Egocentric action recognition poses unique challenges due to the reliance on first-person video recordings. While RGB information is often sufficient, additional modalities like audio and sensor data (e.g., EMG) can provide complementary information. This project investigates:
- Sampling strategies for RGB frames.
- The integration of EMG data with RGB frames.
- Late and mid-level fusion techniques for multimodal action recognition.
- Epic-Kitchens
- First-person videos of unscripted actions in diverse kitchen environments.
- Focus on RGB frame sampling (dense and uniform).
- ActionSense
- Multimodal data, including RGB video, EMG signals, and spectrograms.
- Data recorded using wearable sensors in controlled environments.

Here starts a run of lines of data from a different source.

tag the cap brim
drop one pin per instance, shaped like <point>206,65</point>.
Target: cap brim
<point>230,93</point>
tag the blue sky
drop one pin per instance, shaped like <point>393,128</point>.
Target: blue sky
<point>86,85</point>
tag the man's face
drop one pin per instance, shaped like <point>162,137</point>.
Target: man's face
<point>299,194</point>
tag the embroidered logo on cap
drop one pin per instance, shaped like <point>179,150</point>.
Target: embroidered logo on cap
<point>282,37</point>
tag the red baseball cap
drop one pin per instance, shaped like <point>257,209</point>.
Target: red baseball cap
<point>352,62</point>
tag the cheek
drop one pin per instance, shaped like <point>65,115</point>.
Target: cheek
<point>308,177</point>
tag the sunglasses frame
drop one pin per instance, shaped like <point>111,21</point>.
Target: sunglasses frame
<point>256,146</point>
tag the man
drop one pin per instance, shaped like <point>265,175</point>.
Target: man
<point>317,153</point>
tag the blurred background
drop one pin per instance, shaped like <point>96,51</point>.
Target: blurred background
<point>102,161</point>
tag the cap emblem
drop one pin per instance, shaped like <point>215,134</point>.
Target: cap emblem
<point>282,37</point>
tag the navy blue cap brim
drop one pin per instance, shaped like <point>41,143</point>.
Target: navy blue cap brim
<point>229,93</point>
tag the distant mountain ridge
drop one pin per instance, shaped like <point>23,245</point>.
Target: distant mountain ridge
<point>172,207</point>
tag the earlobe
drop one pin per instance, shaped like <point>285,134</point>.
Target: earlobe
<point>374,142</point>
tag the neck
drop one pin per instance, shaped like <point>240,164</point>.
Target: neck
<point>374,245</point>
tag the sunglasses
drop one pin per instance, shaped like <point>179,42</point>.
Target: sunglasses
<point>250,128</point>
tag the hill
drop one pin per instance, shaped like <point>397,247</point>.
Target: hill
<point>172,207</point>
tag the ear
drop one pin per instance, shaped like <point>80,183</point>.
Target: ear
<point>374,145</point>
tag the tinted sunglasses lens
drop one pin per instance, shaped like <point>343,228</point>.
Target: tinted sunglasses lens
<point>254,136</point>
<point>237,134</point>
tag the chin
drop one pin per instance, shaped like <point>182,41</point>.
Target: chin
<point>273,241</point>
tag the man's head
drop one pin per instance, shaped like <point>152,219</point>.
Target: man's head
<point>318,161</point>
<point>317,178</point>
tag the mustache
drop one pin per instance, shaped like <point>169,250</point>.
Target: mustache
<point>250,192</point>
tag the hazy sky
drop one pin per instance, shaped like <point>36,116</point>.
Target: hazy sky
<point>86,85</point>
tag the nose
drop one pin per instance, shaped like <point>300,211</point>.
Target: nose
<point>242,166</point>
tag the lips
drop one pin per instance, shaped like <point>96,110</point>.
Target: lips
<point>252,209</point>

- Dense Sampling: Focuses on spatial information by selecting adjacent frames.
- Uniform Sampling: Prioritizes temporal information by selecting evenly spaced frames.
- Finding: Dense sampling with 16 frames per clip outperformed uniform sampling, achieving the best trade-off for egocentric action recognition.

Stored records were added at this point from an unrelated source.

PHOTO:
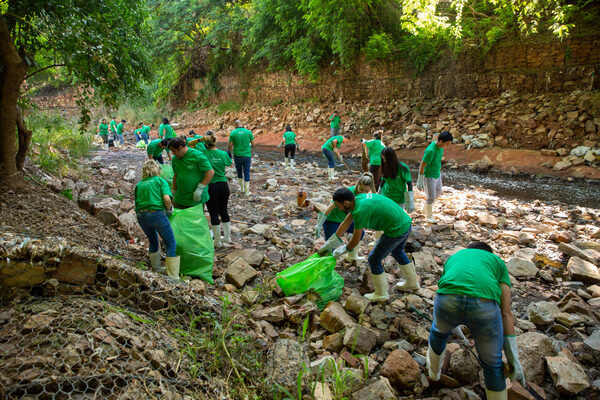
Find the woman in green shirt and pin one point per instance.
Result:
(152, 206)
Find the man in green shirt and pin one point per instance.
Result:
(430, 177)
(241, 142)
(376, 212)
(474, 290)
(191, 174)
(330, 147)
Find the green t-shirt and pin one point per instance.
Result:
(190, 172)
(290, 137)
(375, 148)
(474, 273)
(335, 121)
(153, 149)
(337, 215)
(103, 129)
(433, 158)
(241, 138)
(378, 213)
(329, 143)
(149, 193)
(395, 188)
(219, 159)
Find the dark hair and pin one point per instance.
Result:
(445, 136)
(480, 246)
(389, 163)
(343, 194)
(177, 143)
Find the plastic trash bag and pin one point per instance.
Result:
(194, 244)
(315, 273)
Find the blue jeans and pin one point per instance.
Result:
(242, 164)
(386, 245)
(154, 224)
(330, 227)
(484, 320)
(329, 156)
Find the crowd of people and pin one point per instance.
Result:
(474, 289)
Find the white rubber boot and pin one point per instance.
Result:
(491, 395)
(173, 266)
(434, 363)
(155, 261)
(216, 235)
(381, 288)
(410, 276)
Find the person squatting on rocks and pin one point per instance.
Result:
(103, 132)
(430, 177)
(329, 147)
(241, 142)
(291, 145)
(218, 190)
(191, 174)
(155, 149)
(474, 290)
(376, 212)
(374, 148)
(329, 221)
(152, 206)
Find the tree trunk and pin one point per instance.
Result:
(13, 67)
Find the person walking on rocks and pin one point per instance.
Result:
(474, 290)
(218, 190)
(152, 207)
(291, 145)
(241, 142)
(103, 132)
(376, 212)
(329, 221)
(330, 147)
(430, 178)
(191, 174)
(374, 148)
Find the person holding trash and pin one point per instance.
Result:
(329, 221)
(430, 178)
(376, 212)
(191, 174)
(331, 146)
(474, 290)
(152, 207)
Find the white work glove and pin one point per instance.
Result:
(198, 192)
(421, 182)
(321, 218)
(331, 244)
(512, 355)
(409, 202)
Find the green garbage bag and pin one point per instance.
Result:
(315, 273)
(194, 244)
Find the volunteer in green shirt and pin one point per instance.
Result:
(374, 148)
(376, 212)
(218, 189)
(334, 124)
(103, 132)
(290, 141)
(330, 147)
(241, 142)
(155, 149)
(191, 174)
(430, 177)
(474, 290)
(152, 206)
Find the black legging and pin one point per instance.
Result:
(217, 203)
(291, 150)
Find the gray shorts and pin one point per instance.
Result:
(433, 188)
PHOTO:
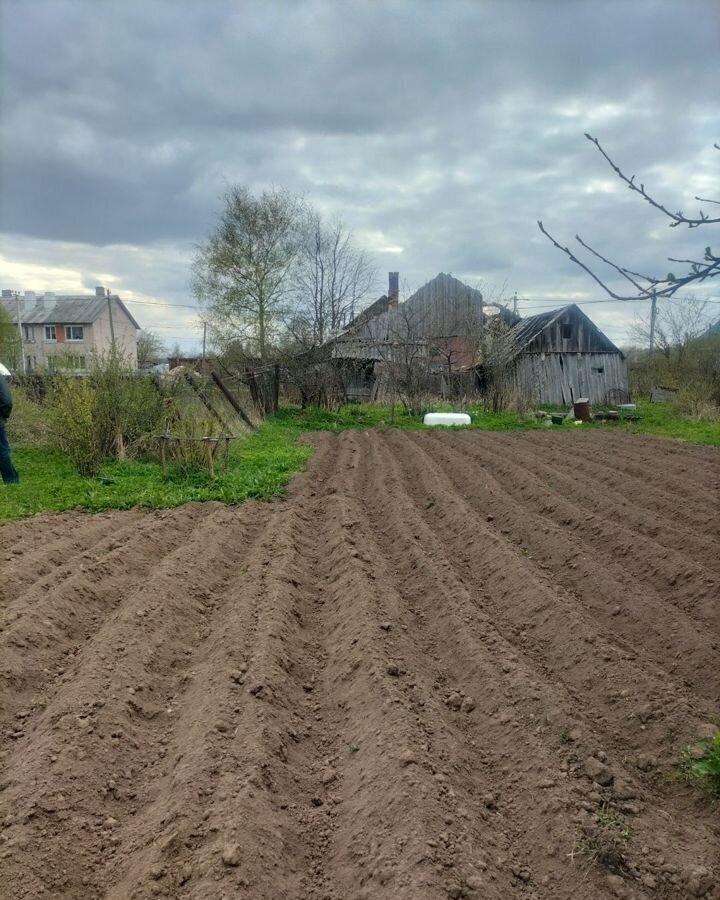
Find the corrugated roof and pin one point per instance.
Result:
(63, 308)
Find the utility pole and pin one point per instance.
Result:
(19, 315)
(112, 326)
(653, 316)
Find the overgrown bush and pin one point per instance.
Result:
(108, 414)
(696, 401)
(128, 407)
(30, 423)
(73, 403)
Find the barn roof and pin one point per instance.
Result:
(526, 330)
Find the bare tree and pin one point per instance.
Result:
(331, 282)
(151, 349)
(677, 324)
(406, 357)
(643, 285)
(241, 274)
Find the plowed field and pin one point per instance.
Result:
(447, 665)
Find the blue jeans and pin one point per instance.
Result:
(7, 469)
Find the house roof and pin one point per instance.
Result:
(64, 308)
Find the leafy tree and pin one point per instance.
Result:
(241, 274)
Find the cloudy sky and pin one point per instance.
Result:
(439, 131)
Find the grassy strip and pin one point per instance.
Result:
(261, 465)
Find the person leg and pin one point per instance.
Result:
(7, 469)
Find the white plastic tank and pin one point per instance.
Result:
(446, 419)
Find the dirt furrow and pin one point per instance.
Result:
(48, 624)
(444, 666)
(666, 709)
(620, 464)
(693, 544)
(693, 587)
(650, 621)
(111, 712)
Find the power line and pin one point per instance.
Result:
(160, 303)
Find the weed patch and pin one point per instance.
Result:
(702, 765)
(604, 843)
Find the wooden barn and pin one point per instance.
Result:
(562, 355)
(443, 320)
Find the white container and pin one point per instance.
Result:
(446, 419)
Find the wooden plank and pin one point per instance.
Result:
(232, 400)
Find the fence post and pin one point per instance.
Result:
(276, 388)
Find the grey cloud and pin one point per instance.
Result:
(450, 127)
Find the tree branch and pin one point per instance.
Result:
(678, 218)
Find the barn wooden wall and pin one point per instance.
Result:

- Extracted features using the Inflated 3D Convolutional Networks (I3D) pre-trained model.
- Visualized features using dimensionality reduction techniques like PCA and t-SNE.

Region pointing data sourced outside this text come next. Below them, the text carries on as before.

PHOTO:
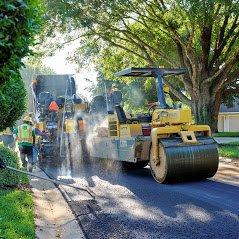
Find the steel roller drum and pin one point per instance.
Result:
(183, 162)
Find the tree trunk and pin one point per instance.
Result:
(205, 108)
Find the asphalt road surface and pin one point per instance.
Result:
(132, 205)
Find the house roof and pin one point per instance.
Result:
(225, 109)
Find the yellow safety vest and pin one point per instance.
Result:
(25, 134)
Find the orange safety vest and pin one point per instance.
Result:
(53, 106)
(25, 134)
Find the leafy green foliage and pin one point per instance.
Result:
(19, 22)
(7, 177)
(201, 36)
(16, 214)
(12, 101)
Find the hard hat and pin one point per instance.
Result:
(27, 119)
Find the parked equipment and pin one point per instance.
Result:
(56, 104)
(175, 148)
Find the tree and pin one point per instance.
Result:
(201, 36)
(19, 22)
(29, 73)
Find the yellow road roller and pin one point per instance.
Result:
(180, 150)
(175, 148)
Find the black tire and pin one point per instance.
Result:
(133, 166)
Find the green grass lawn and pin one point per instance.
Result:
(226, 134)
(17, 212)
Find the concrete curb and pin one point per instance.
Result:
(53, 216)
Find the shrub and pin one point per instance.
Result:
(7, 177)
(12, 102)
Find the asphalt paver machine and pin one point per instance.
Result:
(59, 123)
(175, 148)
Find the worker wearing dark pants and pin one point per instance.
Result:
(26, 139)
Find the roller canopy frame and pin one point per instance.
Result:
(158, 73)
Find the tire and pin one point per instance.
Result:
(133, 166)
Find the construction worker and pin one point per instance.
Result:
(26, 139)
(7, 138)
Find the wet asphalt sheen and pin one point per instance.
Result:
(132, 205)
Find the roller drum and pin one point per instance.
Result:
(183, 162)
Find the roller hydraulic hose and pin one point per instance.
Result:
(58, 182)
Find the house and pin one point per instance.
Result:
(228, 118)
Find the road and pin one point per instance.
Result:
(133, 205)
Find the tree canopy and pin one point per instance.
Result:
(19, 22)
(199, 35)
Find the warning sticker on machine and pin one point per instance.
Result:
(123, 143)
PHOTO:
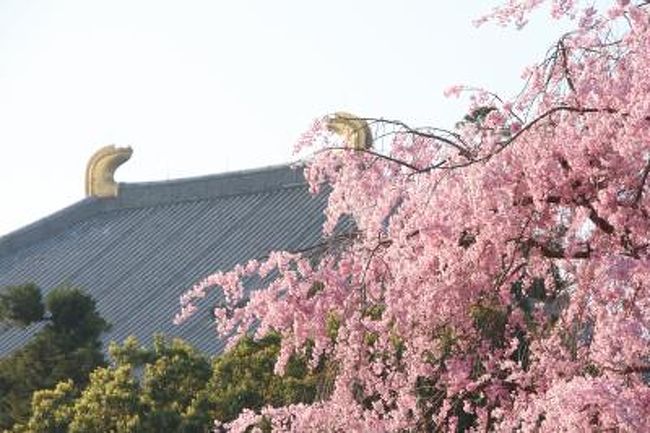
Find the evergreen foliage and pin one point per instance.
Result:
(66, 348)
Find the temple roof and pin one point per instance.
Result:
(136, 253)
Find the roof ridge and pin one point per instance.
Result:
(149, 194)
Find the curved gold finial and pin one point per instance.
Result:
(354, 130)
(101, 168)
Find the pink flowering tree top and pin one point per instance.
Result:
(497, 276)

- Preprocessed with filtering, scaling, and zero-padding.
- Modeled using single and double-layer LSTM networks.
- Generated from EMG data and processed with a LeNet5 CNN model.
- Processed using dense sampling and classified with a single-layer LSTM network.
- Late Fusion: Combines pre-trained model outputs at inference time.
- Mid-Level Fusion: Jointly trains models by combining mid-level features, enhancing performance.
- Dense sampling (16 frames per clip) achieved the highest Top-1 accuracy of 60.23% using LSTM.
- Individual modalities:
- RGB: 78.57% Top-1 accuracy (LSTM).
- EMG: 56.97% Top-1 accuracy (1-layer LSTM).
- Spectrograms: 54.50% Top-1 accuracy (LeNet5).
- Fusion approaches:
- Mid-level fusion (RGB+EMG): 80.92% Top-1 accuracy.
- Late fusion struggled to surpass individual modality performances.
The project demonstrates the potential of multimodal approaches in egocentric action recognition:
- Dense sampling of RGB frames provides superior spatial and temporal trade-offs.
- Mid-level fusion of RGB and EMG enhances classification performance.